Thursday, May 1, 2014

I'm in Georgia State of Mind

With a start like this one I always have to remind myself that the first few weeks of baseball season are always a bit ugly. The fans look cold, the players are rusty and there’s a lot of “who’s that guy?” directed at the newest players. By the end of the season, the kinks are gone, faces are familiar and questions have changed. I remember Curt Schilling wearing a “Why Not Us?” tee shirt in 2004 taunting the Bambino and his curse.

I had the same feeling of “Why Not Us” when I was making my way home through the incredibly busy Atlanta airport late last week. I was in Georgia for work and had attended a lunch with more than 100 small business owners hosted by the Minority Business Roundtable. Georgia’s Governor Nathan Deal was one of the featured speakers and is up for reelection this year. After being absorbed in the Rhode Island governor’s race I was looking forward to hearing someone I’ve never heard before make a pitch as to why he deserved another term as his state’s chief executive officer.

I’m glad I was sitting down because as Governor Deal started talking about what is going on in Georgia I might have fainted with envy. Georgia was named the #1 state business climate by Site Selection magazine, their unemployment rate is 7% (which Deal announced apologetically saying “we can do better”) and he noted that they are doing everything they can to improve traffic, even getting rid of toll booths to ease congestion. Deal talked about how Georgia has rolled out the welcome mat for the film industry noting that small businesses are taking root around the endless number of films being shot in Georgia (currently more than 40) and that by providing tax credits and working collaboratively with the studios, the state is third — behind California and New York — for number of films. Through the Hope Scholarship (which is funded entirely through lottery revenues) Georgia will fully fund the training of anyone who wants to go into a high-demand field including long-distance truck driving, practical nursing, early childhood education, diesel mechanics, welding, health technology and general information technology. Georgia is booming — and its leaders are actively making good policy choices too.

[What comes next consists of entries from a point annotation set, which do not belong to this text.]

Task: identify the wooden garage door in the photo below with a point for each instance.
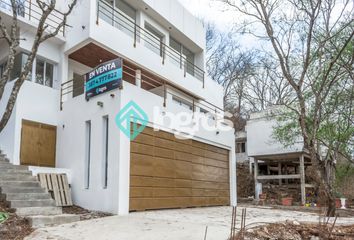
(38, 144)
(170, 173)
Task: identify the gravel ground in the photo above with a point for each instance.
(186, 224)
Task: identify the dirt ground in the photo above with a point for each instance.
(17, 228)
(192, 223)
(84, 213)
(299, 231)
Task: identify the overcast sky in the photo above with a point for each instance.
(211, 10)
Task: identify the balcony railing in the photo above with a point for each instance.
(107, 13)
(30, 10)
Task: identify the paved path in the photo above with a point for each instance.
(186, 224)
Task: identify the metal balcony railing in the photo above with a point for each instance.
(30, 10)
(107, 13)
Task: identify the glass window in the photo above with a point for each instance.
(49, 73)
(39, 71)
(240, 147)
(125, 17)
(44, 73)
(182, 103)
(189, 55)
(153, 39)
(107, 11)
(176, 55)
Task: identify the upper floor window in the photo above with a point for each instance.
(43, 69)
(44, 73)
(182, 53)
(182, 102)
(153, 39)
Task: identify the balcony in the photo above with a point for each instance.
(29, 10)
(140, 35)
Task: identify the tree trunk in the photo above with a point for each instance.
(324, 179)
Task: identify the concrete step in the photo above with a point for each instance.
(16, 177)
(27, 196)
(43, 221)
(12, 189)
(32, 211)
(19, 183)
(31, 203)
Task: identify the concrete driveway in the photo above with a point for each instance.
(186, 224)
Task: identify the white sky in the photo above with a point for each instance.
(214, 11)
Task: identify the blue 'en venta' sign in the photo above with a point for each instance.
(105, 77)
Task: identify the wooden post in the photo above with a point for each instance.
(302, 180)
(279, 173)
(256, 178)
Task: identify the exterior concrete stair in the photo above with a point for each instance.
(24, 195)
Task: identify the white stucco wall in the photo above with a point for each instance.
(71, 147)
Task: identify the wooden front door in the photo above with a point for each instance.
(38, 144)
(166, 172)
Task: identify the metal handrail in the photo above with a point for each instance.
(118, 19)
(30, 10)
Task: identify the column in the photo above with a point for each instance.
(255, 178)
(138, 78)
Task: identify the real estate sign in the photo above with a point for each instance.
(105, 77)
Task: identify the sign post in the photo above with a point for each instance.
(105, 77)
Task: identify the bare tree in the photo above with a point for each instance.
(12, 37)
(313, 44)
(230, 66)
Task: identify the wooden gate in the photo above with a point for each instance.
(166, 172)
(38, 144)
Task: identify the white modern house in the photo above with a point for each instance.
(57, 127)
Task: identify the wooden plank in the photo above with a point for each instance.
(38, 144)
(56, 193)
(67, 190)
(272, 177)
(61, 190)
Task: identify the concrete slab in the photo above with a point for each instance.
(186, 224)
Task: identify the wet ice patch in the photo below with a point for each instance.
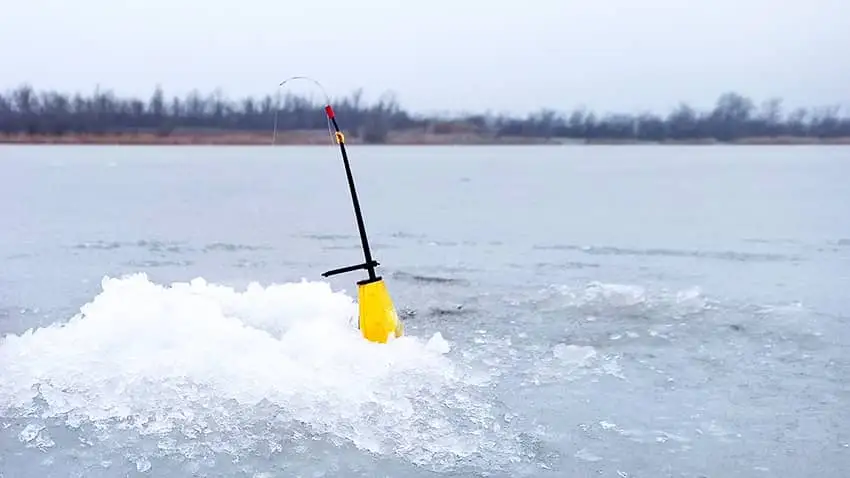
(196, 372)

While I was waiting for my flight home I looked up Rhode Island in Site Selection magazine and this was the headline that pops out of the magazine’s search engine as most relevant: “Rhode Island Settles Land Spat, Clears Way for $100M Dow, Fidelity Expansions.” I thought this a bit odd -- I didn’t remember there being an issue or talk of these expansions. I looked a little deeper, saw a quote from Governor Almond and realized that this article was old. Yes, the last “most relevant” cite for Rhode Island in Site Selection was three governors ago. ACK.

Landing at sleepy T.F. Green (and to be fair, it was late) and seeing the promotional posters and displays got me thinking about what Rhode Island should be doing to be a little more like Georgia and a little less like well, Rhode Island. It doesn’t take a genius to see that a state like Georgia invests time and tax dollars in making itself more appealing. Our state tourism budget — which supports our state’s biggest economic sector — is just $400,000 a year. Our Film and TV Office website looks like it was “most relevant” in the Almond administration and features on its homepage a five year old economic development study and “NEW Rules and Regulations.” There is exactly one photo on the homepage and it’s of the State House. The message is clear: “welcome to Rhode Island, we promise to wrap you in bureaucracy and red tape and make you wish you never came here.”


I’m not the only one tooting this horn. CommerceRI and the Greater Providence Chamber have put together a great website for selling Rhode Island (www.GreaterRi.com), but with an absentee governor and the recent scandal in the General Assembly, our business community is rowing a boat with one oar. Any candidate for office must make economic growth a priority because we cannot fund our social service network, our children’s education or preserve our environment without a healthy economy. Instead of debating about an array of social issues or whether calamari is the top app, we need to ask “Why Not Us?” and then lay the groundwork to put Rhode Island on top.